Задохнувшись от собственной ярости, комкая сырую и красную от крови плеть, путаясь в длинных полах халата, Субэдэй крикнул:
— Бросьте его в юрту к моим барсам! И поставьте стражу.
— Хэйя! Может, удушить это урусское отродье, предводитель? Такой шайтан сбежит!
— Тогда ваши безмозглые головы будут насажены на шесты у моей юрты. Колодку ему на шею! Цепь на ноги! И почтите его лоб моим раскалённым тавром. Вот моя награда... за его оскал.
...День, который Джэбэ-нойон нарёк «хорошим», медленно стекал к исходу. Меж набежавших розовых и фиолетовых туч джигитовал новоявленный желтоусый месяц. Было ещё светло, но небосвод, уже утративший свой полуденный раскалённый блеск, матово зеленел. Над кочевым станом курилась мирная дрёма, пахнущая сожжённым кизяком, подгоревшей мукой и парным навозом.
Субэдэй, восседавший на тигриной шкуре неподалёку от своей юрты, монотонно давил в горсти крошкую глину. Красные, как кровь, ручейки струились у него меж пальцев. Вместе с полководцем Джэбэ он поглядывал на сложенные из речных камней жертвенники, на коих плясали змеиные языки священного пламени. Издревле повелось: между этими огнями должны были проходить все, являвшиеся на поклон к тем, кто командовал тысячей и выше... «Огнём и дымом, как объясняли знахари и шаманы, очищаются преступные помыслы и отгоняются приносящие несчастья и болезни злые духи — “дэвы”, вьющиеся незримо вокруг злоумышленника»[214].

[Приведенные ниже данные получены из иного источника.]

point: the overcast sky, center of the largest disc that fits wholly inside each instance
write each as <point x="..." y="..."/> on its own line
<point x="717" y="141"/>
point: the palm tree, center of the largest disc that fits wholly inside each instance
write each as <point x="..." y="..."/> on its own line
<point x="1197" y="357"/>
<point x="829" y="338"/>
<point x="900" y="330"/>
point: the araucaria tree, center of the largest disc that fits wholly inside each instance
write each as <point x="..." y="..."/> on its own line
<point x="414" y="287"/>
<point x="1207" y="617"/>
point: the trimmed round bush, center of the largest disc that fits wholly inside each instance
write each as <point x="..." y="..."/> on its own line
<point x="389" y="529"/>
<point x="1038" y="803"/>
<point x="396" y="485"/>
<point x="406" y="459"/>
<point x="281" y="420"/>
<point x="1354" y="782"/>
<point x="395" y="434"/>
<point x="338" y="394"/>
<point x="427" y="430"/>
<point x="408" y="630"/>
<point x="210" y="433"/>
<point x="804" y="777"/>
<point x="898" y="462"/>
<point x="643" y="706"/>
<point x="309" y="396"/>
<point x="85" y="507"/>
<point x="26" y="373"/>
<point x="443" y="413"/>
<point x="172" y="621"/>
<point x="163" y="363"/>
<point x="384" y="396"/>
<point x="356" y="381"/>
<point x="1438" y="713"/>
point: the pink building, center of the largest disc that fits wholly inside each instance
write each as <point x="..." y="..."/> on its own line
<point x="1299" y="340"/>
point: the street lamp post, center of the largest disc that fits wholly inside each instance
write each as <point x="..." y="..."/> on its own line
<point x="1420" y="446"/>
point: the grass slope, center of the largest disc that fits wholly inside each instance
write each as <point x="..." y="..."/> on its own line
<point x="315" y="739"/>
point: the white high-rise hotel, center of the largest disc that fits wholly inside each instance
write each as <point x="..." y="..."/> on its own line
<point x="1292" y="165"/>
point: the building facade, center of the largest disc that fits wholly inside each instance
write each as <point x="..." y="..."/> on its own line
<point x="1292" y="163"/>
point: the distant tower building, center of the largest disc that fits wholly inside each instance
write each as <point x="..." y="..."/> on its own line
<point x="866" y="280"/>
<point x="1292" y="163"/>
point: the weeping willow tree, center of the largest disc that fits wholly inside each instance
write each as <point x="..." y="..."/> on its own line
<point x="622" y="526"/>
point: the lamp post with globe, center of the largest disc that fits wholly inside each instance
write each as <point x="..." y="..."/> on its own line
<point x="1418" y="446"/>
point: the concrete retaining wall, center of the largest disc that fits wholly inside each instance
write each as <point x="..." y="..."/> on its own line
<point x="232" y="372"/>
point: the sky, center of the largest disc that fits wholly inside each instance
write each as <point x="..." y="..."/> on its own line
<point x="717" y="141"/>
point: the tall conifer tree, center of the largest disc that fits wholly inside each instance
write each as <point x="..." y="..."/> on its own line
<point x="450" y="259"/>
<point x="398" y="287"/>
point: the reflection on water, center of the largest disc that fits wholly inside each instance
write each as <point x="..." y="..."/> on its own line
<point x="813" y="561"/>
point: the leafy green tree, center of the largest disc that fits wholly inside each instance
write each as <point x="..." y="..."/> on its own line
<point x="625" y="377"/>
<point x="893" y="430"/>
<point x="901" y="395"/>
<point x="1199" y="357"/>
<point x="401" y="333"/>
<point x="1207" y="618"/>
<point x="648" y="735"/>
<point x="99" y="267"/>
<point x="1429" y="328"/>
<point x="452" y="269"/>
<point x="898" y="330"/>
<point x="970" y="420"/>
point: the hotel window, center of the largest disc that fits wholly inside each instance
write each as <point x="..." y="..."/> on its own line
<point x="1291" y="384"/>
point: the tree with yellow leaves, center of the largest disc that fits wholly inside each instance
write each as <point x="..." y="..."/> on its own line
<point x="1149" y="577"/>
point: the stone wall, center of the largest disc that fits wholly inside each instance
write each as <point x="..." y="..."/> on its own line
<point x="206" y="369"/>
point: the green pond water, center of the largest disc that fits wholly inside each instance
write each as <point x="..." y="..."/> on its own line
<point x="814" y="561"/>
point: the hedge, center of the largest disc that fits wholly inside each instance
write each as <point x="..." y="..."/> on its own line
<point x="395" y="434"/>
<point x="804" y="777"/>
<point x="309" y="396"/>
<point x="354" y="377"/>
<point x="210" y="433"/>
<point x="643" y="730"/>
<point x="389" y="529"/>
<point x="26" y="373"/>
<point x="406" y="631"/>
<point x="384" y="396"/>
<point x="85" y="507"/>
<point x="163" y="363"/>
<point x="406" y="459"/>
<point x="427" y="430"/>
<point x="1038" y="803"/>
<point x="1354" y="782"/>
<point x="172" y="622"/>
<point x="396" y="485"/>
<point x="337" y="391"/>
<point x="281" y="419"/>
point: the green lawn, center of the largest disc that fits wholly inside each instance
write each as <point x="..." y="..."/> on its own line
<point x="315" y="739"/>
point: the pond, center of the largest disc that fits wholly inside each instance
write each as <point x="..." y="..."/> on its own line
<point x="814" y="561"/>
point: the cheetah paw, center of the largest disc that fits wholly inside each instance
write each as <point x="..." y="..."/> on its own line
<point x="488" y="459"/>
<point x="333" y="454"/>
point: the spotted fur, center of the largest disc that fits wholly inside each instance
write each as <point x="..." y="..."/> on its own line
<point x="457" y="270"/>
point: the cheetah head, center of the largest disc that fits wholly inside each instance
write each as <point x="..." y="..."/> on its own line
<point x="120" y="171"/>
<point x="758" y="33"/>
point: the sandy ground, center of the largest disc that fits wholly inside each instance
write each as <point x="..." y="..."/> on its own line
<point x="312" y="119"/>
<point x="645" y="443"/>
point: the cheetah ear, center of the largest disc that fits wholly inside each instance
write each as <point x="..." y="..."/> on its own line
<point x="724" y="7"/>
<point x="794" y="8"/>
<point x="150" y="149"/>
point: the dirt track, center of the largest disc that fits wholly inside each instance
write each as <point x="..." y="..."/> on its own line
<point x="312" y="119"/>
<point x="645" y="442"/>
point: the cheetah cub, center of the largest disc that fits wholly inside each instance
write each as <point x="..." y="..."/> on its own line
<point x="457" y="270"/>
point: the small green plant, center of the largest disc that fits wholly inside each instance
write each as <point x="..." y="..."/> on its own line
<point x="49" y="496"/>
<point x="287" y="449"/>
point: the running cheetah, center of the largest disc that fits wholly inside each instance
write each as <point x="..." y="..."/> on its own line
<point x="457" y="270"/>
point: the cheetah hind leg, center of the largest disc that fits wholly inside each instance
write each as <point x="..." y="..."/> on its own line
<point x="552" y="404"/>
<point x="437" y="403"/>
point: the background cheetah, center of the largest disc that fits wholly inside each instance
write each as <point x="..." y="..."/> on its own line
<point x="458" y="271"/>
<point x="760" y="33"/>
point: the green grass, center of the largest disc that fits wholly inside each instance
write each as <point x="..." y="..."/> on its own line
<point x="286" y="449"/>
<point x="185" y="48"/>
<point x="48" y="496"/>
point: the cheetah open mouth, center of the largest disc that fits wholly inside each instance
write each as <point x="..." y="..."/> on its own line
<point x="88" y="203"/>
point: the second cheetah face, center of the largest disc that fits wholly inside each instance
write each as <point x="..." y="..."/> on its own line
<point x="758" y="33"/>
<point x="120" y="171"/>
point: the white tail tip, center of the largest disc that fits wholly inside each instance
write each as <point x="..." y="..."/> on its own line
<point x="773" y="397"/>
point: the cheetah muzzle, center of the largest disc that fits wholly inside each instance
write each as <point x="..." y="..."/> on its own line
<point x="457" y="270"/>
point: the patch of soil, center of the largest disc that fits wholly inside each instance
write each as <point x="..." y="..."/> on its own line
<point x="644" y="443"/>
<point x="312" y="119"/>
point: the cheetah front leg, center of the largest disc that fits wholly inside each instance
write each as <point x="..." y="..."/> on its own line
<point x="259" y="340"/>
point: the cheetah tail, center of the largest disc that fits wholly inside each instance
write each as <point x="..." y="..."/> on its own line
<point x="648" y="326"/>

Древний главный шаман Хангай с красными, слезящимися от трахомы[215] глазами и пятеро молодых послушников в звериных шкурах, увешанные оберегами — пучками орлиных и вороньих перьев, медными бубенцами, — пританцовывали вокруг жертвенников, постукивая колотушками по большим рокочущим бубнам и встряхивая черепа-погремушки, набитые вырванными из гнёзд зубами врагов.
— Ты прав, нойон... — Субэдэй косо поглядел на непроницаемого, замкнутого Джэбэ. Тот, подвернув длинные полы китайского кафтана, сплошь обшитого чешуйчатыми пластинами брони, сидел на куске белого войлока, на котором в серебряных чашах лежали сладости.